We study the center of $U(\mathfrak{n})$, where $\mathfrak{n}$ is the locally nilpotent radical of a splitting Borel subalgebra of a simple complex Lie algebra $\mathfrak{g}=\mathfrak{sl}_{\infty}(\mathbb{C})$, $\mathfrak{so}_{\infty}(\mathbb{C})$, $\mathfrak{sp}_{\infty}(\mathbb{C})$. There are infinitely many isomorphism classes of Lie algebras $\mathfrak{n}$, and we provide explicit generators of the center of $U(\mathfrak{n})$ in all cases.

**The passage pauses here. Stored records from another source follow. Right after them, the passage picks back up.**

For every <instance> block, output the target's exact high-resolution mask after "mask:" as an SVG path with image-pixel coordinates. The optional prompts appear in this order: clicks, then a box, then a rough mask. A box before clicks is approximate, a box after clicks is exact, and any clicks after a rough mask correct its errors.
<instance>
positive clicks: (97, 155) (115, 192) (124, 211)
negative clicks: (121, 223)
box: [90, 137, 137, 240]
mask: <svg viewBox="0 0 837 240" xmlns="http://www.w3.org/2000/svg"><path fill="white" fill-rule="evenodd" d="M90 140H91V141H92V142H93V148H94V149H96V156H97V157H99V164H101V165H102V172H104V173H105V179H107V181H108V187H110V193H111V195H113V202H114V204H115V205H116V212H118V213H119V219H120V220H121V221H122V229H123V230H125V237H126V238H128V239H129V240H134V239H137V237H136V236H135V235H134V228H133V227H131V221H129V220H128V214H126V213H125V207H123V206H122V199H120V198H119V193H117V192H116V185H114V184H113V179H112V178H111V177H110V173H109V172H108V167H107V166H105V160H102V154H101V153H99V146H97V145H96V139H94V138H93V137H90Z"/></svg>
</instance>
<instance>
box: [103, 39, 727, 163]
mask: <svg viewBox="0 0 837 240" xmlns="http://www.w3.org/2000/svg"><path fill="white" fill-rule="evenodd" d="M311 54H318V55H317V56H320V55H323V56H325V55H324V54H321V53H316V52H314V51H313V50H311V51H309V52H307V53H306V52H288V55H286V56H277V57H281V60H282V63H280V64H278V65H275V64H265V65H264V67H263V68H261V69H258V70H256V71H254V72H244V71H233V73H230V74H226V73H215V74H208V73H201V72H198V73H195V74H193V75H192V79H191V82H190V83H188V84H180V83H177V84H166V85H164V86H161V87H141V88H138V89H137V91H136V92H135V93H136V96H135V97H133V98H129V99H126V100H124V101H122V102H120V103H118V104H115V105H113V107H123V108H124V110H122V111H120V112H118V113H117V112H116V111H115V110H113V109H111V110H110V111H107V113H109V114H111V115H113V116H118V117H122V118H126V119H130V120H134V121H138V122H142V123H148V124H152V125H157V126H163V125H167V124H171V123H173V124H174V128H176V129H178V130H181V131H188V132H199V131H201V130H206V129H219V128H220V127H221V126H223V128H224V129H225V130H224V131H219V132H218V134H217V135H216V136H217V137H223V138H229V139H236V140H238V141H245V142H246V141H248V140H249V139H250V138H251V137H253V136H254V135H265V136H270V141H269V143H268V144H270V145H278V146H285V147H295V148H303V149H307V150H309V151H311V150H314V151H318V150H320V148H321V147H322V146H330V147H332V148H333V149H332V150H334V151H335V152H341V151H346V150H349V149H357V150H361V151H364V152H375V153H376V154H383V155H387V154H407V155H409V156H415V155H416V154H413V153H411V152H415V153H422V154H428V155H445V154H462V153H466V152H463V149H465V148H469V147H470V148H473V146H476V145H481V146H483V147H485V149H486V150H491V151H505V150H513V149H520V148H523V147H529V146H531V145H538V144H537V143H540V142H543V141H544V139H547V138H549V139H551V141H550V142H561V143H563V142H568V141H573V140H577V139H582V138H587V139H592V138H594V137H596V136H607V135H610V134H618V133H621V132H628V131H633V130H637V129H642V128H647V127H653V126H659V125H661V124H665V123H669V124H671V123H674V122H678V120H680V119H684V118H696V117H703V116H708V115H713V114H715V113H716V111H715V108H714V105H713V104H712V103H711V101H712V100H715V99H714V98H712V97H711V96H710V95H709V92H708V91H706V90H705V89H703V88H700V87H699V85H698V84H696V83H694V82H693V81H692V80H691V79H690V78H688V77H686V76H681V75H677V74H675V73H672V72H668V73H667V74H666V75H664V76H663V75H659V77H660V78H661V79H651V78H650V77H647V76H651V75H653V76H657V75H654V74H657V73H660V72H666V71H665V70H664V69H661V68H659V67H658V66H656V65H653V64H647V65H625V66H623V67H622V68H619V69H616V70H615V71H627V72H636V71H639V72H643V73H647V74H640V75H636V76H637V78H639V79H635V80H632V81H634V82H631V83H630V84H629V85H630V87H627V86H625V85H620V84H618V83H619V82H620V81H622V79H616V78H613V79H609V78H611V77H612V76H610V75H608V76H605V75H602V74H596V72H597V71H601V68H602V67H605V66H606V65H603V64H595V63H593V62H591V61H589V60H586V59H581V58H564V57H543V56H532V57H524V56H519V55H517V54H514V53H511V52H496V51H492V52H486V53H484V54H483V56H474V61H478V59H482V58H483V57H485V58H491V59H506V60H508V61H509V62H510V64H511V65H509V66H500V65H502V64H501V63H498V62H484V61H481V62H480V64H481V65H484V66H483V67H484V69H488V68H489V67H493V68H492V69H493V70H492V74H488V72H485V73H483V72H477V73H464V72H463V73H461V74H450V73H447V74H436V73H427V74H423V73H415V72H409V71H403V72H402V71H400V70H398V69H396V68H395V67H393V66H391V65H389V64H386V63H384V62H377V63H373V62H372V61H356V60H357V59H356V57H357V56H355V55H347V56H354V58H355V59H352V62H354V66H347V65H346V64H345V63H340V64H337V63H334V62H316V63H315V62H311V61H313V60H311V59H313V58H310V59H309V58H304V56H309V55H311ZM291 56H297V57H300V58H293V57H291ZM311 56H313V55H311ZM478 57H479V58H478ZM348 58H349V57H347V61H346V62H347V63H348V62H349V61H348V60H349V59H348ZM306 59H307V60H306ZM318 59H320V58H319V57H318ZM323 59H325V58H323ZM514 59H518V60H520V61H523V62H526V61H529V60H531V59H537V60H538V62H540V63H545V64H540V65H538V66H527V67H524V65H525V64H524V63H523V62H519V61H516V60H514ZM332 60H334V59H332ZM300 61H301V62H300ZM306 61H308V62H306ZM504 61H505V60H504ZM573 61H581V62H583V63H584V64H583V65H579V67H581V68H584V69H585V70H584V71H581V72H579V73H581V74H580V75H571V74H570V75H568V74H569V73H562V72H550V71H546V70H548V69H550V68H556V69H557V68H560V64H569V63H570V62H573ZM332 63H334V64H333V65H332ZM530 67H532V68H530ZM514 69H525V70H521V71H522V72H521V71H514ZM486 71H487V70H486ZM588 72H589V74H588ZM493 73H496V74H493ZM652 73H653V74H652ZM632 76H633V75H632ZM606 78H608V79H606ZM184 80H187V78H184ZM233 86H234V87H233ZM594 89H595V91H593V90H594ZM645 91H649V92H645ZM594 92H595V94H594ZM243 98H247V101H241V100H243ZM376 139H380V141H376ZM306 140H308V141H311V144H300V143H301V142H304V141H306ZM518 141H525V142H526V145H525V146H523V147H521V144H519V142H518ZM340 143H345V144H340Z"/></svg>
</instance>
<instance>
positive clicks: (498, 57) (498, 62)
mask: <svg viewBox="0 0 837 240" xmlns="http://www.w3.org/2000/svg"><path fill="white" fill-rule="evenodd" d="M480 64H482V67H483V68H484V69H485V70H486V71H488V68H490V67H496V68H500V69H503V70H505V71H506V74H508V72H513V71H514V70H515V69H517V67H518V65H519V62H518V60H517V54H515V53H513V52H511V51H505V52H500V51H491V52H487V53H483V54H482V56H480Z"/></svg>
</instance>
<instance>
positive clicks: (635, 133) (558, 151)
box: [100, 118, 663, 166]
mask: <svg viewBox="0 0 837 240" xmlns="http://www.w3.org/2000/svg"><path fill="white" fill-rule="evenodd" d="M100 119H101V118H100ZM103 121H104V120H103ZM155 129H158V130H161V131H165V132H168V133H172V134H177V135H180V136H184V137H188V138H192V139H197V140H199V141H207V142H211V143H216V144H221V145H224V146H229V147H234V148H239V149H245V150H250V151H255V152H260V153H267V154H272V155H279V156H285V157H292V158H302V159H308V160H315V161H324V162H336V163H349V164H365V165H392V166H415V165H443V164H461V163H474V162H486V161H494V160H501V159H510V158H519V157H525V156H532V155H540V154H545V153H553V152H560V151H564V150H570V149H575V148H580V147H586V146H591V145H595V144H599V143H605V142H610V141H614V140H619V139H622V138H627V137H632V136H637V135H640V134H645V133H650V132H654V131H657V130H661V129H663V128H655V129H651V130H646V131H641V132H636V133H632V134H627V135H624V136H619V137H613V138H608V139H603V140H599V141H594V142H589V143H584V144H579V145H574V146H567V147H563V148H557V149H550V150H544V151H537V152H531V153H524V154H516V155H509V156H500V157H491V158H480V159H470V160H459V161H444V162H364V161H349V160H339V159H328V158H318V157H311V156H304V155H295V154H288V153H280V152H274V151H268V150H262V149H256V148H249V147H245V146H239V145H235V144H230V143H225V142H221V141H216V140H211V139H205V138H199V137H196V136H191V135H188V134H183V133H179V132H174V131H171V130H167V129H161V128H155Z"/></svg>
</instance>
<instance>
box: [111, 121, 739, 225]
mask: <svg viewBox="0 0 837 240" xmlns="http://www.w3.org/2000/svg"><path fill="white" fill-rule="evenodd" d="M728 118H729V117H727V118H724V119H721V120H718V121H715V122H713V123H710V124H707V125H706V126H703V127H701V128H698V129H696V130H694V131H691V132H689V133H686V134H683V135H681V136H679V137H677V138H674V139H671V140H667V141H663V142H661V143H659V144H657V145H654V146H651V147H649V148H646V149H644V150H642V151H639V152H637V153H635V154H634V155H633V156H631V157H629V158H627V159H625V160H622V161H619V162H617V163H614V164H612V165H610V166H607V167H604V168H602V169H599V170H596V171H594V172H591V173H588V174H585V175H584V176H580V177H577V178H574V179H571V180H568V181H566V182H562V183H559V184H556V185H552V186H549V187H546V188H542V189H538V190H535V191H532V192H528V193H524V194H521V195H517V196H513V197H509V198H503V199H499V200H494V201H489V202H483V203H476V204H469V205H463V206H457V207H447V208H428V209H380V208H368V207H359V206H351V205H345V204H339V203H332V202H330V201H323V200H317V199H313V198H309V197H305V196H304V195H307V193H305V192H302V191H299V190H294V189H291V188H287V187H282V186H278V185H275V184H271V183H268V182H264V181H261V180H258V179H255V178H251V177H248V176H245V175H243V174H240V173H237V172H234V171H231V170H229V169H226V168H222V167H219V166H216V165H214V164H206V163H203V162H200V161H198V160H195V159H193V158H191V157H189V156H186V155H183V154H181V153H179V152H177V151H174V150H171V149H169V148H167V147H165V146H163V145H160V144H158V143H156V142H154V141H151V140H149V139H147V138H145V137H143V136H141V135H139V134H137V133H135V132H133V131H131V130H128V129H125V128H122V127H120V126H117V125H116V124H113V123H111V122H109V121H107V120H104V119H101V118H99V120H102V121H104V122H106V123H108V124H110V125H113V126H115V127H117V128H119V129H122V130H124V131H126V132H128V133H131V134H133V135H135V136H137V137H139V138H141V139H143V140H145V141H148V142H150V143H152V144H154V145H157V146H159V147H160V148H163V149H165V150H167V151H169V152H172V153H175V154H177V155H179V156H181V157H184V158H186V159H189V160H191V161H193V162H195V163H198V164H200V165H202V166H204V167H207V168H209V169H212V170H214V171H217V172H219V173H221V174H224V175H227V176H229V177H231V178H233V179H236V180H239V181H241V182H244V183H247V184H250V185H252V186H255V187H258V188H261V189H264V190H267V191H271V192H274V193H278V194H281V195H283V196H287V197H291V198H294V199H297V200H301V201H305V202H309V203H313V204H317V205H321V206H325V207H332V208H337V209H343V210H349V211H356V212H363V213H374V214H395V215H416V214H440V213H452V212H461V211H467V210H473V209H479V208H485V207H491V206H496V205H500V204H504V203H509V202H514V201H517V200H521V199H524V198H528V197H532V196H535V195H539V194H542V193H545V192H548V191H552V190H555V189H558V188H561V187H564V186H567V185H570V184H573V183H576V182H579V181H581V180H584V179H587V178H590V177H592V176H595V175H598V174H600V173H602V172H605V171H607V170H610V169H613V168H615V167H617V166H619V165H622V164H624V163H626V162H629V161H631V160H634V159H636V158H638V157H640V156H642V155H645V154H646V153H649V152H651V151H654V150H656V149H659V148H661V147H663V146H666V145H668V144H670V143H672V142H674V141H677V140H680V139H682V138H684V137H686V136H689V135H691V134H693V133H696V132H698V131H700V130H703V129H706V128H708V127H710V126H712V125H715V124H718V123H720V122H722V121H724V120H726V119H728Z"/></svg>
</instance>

We then fix $\mathfrak{n}$ with "largest possible" center of $U(\mathfrak{n})$ and characterize the centrally generated primitive ideals of $U(\mathfrak{n})$ for $\mathfrak{g}=\mathfrak{sl}_{\infty}(\mathbb{C})$, $\mathfrak{sp}_{\infty}(\mathbb{C})$ in terms of the above generators. As a preliminary result, we provide a characterization of the centrally generated primitive ideals in the enveloping algebra of the nilradical of a Borel subalgebra of $\mathfrak{sl}_n(\mathbb{C})$, $\mathfrak{sp}_{2n}(\mathbb{C})$.